Palliative care services for Indian migrants in Australia: a constructivist grounded theory study of experiences of the family members of terminally ill patients
2017-05-19T02:30:27Z (GMT) by
The current global health care system faces a massive challenge in providing needs-based care to people, particularly in the palliative care setting. Presently, palliative care focuses on comprehensive care not only for the patient, but also for their families and caregivers. The palliative care approach aims to improve the quality of life of individuals facing a life-threatening illness and their families, by preventing and relieving suffering through early identification and by assessment and treatment of pain and other problems related to physical, psychosocial and spiritual factors. This approach facilitates identification of the wishes of patients and their families about care throughout a period of declining health and especially during end-of-life care (World Health Organization, 2003). Changing patterns in the care of terminally ill people, and a preference for death at home, mean there is heavy reliance on family caregivers to provide the majority of the care needed. The main purpose of this study was to explore the experiences of the family members of terminally ill Indian patients in Victoria, Australia. This study used a constructivist grounded theory approach. The study was conducted in two major health care providers of Melbourne, an inpatient service and a home-based service. Convenience and snowball sampling techniques were used to recruit the participants. In total, six participants were recruited for the study and data was gathered by using semi-structured interviews.
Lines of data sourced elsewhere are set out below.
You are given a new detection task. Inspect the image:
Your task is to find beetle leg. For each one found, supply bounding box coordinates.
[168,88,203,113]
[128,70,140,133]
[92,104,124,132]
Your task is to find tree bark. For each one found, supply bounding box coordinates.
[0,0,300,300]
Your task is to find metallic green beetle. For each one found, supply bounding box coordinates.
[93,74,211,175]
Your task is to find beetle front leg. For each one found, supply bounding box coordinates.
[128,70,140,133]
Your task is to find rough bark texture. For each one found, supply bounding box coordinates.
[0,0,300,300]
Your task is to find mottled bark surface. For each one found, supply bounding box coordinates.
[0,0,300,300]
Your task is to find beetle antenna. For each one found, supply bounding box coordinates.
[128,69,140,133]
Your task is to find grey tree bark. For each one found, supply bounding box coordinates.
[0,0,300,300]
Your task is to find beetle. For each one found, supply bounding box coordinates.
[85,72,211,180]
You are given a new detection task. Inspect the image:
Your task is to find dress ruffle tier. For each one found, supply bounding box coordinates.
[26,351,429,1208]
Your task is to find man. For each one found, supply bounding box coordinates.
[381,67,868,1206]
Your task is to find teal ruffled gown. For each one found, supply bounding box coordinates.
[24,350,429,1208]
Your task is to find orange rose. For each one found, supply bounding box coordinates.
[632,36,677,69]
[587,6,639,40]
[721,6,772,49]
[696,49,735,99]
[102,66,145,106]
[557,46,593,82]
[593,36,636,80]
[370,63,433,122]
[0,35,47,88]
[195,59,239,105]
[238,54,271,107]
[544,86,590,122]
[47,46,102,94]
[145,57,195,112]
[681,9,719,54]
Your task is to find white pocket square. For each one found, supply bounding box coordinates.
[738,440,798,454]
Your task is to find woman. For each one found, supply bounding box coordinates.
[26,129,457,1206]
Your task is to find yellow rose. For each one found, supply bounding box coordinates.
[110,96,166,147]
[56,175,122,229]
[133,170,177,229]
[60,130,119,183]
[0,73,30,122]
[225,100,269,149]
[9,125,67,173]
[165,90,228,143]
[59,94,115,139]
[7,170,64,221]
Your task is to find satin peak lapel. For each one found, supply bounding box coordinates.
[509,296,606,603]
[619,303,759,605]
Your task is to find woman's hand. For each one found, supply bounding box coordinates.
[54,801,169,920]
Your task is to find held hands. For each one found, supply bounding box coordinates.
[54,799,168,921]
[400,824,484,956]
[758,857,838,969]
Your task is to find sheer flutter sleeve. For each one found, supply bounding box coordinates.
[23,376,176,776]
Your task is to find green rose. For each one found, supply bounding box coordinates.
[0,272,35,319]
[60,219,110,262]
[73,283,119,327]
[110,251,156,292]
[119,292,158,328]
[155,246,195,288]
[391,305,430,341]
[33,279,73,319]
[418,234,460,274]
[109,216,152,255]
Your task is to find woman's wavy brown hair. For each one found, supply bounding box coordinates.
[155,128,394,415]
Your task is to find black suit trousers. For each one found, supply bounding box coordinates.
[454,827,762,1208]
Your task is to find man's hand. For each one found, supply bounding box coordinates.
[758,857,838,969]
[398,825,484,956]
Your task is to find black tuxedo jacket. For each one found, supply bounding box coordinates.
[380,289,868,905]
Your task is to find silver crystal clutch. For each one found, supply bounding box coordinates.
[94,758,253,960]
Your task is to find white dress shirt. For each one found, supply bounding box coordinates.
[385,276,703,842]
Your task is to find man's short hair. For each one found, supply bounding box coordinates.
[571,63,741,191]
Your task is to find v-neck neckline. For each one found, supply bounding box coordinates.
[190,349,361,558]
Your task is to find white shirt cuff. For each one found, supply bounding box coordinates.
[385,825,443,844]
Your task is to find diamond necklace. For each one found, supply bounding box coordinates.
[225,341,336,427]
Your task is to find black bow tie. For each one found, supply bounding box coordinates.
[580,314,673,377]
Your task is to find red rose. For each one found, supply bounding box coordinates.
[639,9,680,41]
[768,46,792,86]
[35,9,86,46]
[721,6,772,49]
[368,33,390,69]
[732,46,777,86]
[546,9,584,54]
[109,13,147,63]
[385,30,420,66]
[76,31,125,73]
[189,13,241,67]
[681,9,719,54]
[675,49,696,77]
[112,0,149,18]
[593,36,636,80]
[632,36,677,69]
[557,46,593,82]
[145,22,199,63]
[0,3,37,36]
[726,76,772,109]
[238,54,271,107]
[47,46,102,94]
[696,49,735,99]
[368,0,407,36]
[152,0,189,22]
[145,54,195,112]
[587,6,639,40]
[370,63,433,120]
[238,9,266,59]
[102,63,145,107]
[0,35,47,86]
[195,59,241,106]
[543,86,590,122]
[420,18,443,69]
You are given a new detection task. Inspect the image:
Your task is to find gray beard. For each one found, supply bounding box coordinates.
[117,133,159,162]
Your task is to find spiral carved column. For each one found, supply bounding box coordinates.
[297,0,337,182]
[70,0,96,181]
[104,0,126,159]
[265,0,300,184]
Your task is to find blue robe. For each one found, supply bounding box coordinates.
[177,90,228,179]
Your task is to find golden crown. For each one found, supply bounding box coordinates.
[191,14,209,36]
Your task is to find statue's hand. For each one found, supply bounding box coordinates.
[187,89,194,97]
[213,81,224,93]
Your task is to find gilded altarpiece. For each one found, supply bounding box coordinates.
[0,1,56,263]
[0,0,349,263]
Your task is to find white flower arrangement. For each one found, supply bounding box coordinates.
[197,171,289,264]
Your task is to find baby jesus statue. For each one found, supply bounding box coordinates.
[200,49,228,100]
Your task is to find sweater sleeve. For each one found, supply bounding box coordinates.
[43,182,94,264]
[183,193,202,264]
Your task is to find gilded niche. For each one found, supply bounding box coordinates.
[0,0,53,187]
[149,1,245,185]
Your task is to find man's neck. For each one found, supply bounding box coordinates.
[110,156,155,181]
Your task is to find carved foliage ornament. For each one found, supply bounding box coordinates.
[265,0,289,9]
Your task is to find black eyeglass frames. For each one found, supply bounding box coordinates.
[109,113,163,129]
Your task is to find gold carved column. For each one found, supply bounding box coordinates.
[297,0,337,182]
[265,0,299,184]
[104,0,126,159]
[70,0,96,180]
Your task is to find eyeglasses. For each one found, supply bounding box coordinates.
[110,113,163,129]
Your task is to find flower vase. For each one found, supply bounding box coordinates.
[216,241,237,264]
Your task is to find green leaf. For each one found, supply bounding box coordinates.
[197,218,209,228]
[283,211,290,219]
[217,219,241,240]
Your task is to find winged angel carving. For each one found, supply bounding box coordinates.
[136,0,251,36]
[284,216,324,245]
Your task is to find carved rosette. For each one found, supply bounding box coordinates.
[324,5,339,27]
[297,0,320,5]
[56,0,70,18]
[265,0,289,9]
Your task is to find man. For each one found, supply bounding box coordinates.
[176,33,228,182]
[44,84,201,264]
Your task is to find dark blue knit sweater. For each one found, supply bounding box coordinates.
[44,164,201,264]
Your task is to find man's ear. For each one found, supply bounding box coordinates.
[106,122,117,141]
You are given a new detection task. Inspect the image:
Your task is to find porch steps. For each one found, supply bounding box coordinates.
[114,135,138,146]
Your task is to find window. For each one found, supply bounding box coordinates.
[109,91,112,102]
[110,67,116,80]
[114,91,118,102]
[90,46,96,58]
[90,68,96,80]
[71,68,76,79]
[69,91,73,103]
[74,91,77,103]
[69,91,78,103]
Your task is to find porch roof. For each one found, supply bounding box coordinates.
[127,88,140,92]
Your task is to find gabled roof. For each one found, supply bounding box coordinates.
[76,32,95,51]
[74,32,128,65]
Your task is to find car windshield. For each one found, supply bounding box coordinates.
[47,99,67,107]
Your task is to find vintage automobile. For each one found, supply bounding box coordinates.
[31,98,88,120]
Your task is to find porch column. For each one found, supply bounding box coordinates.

A grounded theory coding was used to analyse the data and three major themes were identified. They were experiences of health system issues; cultural issues; and caring experiences. The study identified that caring for terminally ill people is hard work for the family members and they faced many cultural issues while accessing palliative care services in in-patient palliative care services. The main cultural issues were food, clothing, religious practices and aspects of death and dying. Australia is a multicultural country; it is therefore essential that culturally competent care is incorporated in palliative care practice to improve quality of life at the end of life for all who require such care.